Newbold, now 46, was a 29-year-old houseman at the Nassau Beach Hotel when Strachan and his partner, PC 660 Carltony Forbes, followed him home and opened fire on February 24, 1996, court documents reveal. Forbes is no longer a policeman. Days later, the government expressed regret, described the shooting as an accident and promised to pay all his medical expenses. However, the government did not settle the matter until November 2001 when Supreme Court judge John Lyons awarded Newbold more than $500,000 in compensation.

Newbold said he did not receive a dime of that judgment until 2007. He said his lawyer deducted $150,000 from the settlement for his fees, which he said would be recovered during taxation. That still hasn't happened, Newbold said. "It's now 2013," he said. "In another three years, it'll be 20 years and I still haven't put this behind me yet. "No one seems to be worrying about whether I'll get it or not." Before the shooting, Newbold had picked up his aunt, Beryl Foulkes and his cousin, Paulette Brown, from the airport.

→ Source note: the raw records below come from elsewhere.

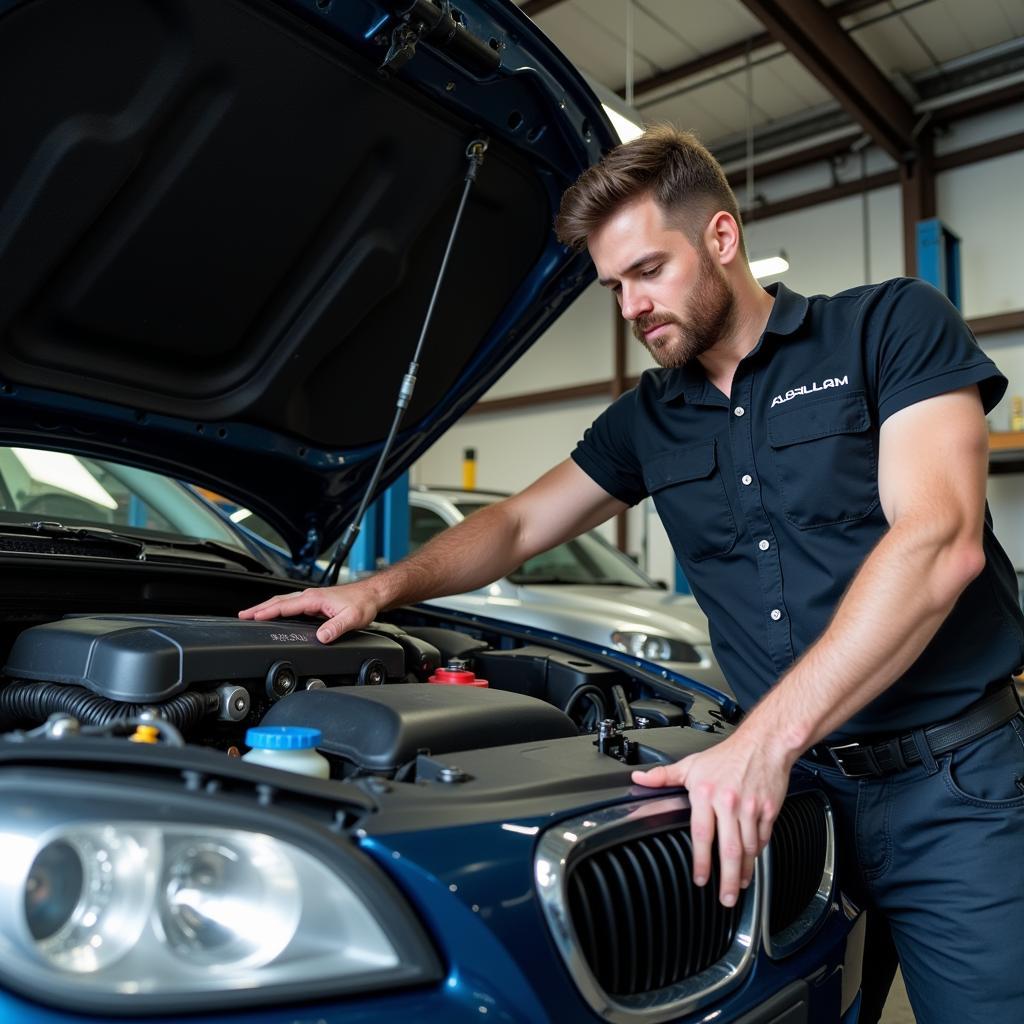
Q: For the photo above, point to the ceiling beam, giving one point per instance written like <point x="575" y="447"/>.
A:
<point x="811" y="33"/>
<point x="730" y="52"/>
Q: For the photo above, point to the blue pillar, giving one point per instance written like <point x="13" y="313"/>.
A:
<point x="136" y="511"/>
<point x="682" y="584"/>
<point x="394" y="520"/>
<point x="363" y="557"/>
<point x="938" y="258"/>
<point x="384" y="536"/>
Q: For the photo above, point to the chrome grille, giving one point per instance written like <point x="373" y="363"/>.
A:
<point x="642" y="924"/>
<point x="640" y="940"/>
<point x="801" y="864"/>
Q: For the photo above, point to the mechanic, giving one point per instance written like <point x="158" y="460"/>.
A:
<point x="820" y="466"/>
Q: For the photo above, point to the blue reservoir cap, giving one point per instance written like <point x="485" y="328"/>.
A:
<point x="283" y="737"/>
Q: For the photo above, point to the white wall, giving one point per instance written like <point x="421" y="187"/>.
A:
<point x="830" y="247"/>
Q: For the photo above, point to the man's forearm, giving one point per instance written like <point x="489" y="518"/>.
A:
<point x="471" y="554"/>
<point x="896" y="603"/>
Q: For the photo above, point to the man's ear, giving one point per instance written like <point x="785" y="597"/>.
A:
<point x="722" y="238"/>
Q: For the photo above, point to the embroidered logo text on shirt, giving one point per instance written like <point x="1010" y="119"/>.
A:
<point x="810" y="389"/>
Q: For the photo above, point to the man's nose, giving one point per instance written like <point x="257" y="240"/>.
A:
<point x="635" y="302"/>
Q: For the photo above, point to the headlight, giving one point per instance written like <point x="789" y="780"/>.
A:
<point x="652" y="647"/>
<point x="137" y="913"/>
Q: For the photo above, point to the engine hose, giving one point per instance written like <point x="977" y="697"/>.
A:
<point x="588" y="690"/>
<point x="31" y="704"/>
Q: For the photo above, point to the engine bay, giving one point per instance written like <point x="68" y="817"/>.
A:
<point x="383" y="697"/>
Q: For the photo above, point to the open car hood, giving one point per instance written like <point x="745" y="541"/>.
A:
<point x="221" y="225"/>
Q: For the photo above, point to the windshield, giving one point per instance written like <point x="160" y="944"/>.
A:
<point x="74" y="491"/>
<point x="587" y="559"/>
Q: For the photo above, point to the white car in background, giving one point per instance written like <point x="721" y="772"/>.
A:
<point x="585" y="588"/>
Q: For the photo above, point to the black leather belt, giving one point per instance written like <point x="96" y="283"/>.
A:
<point x="886" y="757"/>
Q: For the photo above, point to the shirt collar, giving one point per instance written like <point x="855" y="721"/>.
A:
<point x="787" y="313"/>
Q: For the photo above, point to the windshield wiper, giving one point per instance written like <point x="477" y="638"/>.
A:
<point x="45" y="537"/>
<point x="527" y="581"/>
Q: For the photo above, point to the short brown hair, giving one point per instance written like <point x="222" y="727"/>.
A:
<point x="672" y="166"/>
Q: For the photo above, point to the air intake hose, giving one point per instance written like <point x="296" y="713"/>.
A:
<point x="24" y="704"/>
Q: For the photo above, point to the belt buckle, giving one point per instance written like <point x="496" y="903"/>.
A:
<point x="837" y="756"/>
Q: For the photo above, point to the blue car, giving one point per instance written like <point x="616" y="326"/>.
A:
<point x="226" y="226"/>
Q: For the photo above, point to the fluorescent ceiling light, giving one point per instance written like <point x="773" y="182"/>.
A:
<point x="627" y="129"/>
<point x="769" y="266"/>
<point x="58" y="469"/>
<point x="624" y="119"/>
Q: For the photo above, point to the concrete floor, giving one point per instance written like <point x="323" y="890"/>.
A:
<point x="897" y="1006"/>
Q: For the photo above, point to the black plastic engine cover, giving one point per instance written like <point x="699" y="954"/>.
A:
<point x="143" y="658"/>
<point x="381" y="728"/>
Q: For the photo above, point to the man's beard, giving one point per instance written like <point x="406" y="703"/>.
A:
<point x="710" y="315"/>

As they headed to Flamingo Gardens, they encountered a roadblock and police let them through, he recalled. Newbold said he heard gunshots as he turned through his corner, but assumed that the men who routinely gathered at a nearby bar were getting into mischief. Newbold said his cousin urged him to speed off when she realized they were the targets of the gunfire. He recalled, "I guess I'd already been hit, because she was saying, 'Go Ronald', but I couldn't do anything. The car just fetched.

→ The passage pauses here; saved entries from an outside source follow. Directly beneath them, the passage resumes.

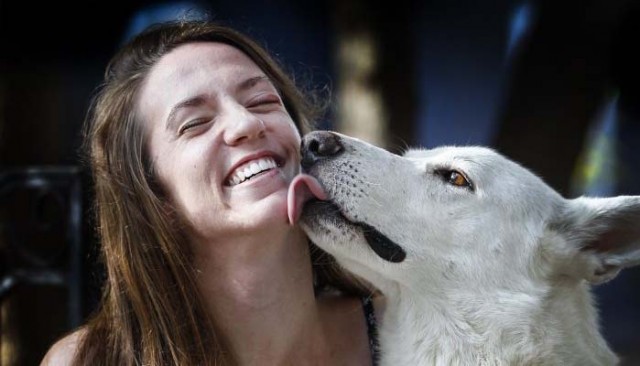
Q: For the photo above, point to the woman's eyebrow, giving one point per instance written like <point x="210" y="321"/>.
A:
<point x="200" y="99"/>
<point x="251" y="82"/>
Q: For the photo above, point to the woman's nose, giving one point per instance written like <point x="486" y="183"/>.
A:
<point x="242" y="125"/>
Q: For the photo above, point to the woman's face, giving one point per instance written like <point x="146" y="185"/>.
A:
<point x="222" y="144"/>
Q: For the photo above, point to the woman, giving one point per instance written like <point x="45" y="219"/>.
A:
<point x="193" y="141"/>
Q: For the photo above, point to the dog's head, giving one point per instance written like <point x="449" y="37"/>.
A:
<point x="455" y="214"/>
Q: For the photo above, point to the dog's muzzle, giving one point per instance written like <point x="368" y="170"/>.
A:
<point x="320" y="146"/>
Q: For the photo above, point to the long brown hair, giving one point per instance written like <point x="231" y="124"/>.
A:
<point x="150" y="312"/>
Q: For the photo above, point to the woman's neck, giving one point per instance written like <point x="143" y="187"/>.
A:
<point x="259" y="291"/>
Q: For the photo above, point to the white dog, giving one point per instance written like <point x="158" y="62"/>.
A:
<point x="480" y="261"/>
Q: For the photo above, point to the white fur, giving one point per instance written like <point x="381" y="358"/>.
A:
<point x="497" y="275"/>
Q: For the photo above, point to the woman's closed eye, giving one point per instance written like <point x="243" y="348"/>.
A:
<point x="192" y="124"/>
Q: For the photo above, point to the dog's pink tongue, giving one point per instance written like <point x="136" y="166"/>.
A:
<point x="302" y="189"/>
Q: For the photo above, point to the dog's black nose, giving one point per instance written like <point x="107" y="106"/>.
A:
<point x="319" y="145"/>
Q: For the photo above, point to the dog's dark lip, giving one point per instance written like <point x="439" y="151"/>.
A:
<point x="384" y="247"/>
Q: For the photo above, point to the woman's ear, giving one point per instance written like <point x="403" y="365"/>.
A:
<point x="606" y="232"/>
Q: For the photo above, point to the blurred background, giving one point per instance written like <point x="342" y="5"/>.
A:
<point x="552" y="84"/>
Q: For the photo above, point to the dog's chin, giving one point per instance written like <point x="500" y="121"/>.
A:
<point x="318" y="214"/>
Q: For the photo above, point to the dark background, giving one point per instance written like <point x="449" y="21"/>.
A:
<point x="552" y="84"/>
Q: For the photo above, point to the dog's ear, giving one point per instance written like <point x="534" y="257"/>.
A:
<point x="606" y="231"/>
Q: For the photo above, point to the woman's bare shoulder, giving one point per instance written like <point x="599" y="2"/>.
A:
<point x="63" y="351"/>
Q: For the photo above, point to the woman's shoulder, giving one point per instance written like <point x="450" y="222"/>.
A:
<point x="63" y="351"/>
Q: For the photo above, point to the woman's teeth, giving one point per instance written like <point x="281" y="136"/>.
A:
<point x="250" y="169"/>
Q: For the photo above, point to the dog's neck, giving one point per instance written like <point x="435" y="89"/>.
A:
<point x="508" y="327"/>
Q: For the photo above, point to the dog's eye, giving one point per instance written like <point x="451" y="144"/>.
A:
<point x="455" y="178"/>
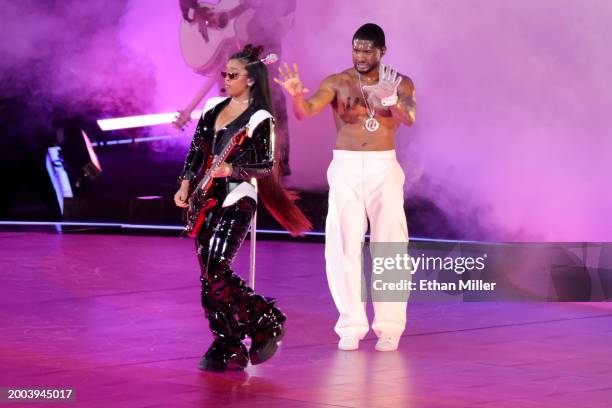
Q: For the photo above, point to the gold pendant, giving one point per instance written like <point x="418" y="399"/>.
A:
<point x="372" y="125"/>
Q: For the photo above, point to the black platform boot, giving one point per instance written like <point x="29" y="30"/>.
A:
<point x="265" y="328"/>
<point x="227" y="351"/>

Fortunately, it stopped between my house and my mother-in-law's house." He said, "I was just being a normal citizen just like any of you right now in this room. If you guys were driving a car that night, you could have been the victim just like me." Newbold said that if his grandmother had not taught him strong values, the incident might have caused him to become a criminal. He said, "There are a lot of guys [who are not] criminals that the police do things to cause them to turn the way they are.

"And if I wasn't a strong young man brought up by my grandmother in Andros, with a lot of discipline, I probably would've been right out there trying to take action for what they did to me. And from that day to now, not even the commissioner at that time, B. K. Bonamy Sr, none of them came to me and said to me 'we made a big mistake. We're going to get you some counseling to try to deal with it'." Newbold said he was "treated like a criminal" when he was taken to Princess Margaret Hospital, where he was placed on the Male Surgical Ward.

Newbold was transferred to the Intensive Care Unit on February 27 and doctors attempted surgery to remove the bullet that was lodged in his brain. However, surgeons encountered uncontained bleeding in the left scalp and right neck. The doctors packed the area and airlifted him to Jackson Memorial Hospital. In the civil suit, Dr. Phillip Villanueva said that although Newbold's life expectancy had not been affected, he could not return to work because his field of vision had been damaged.

Villanueva said even if Newbold returned to work, his prospects of advancement or finding employment would be greatly impaired. Newbold, who still has bullet fragments lodged in his head, could not work for 15 years after the shooting. His wife, a waitress, had to take care of the household and their five children, Newbold said he might have lost his home, had it not been for the generosity of Sheik Mahomed Harajchi. For the past two years, Newbold has worked as a tour bus driver. But he can't play basketball or go diving like he did before the shooting.

He also has problems with his speech. Newbold said, "People see my big scar in my head and ask me what happened. I hate to talk about it. "They cut off part of my head [and took] out the bullet. So it's a scar that I will always have with me and I'll always remember it because the scar [is] in my head." In addition to his emotional and physical scars, Newbold's faith in the police remains broken.

"I always say they can't put me on [a] jury," he said. "I cannot do it because I know what they tried to do to me and they tried to do to others." Last year, police fatally shot six people under disputed circumstances. Newbold is thankful that he survived to tell his story. He has never been arrested or charged in relation to any crime.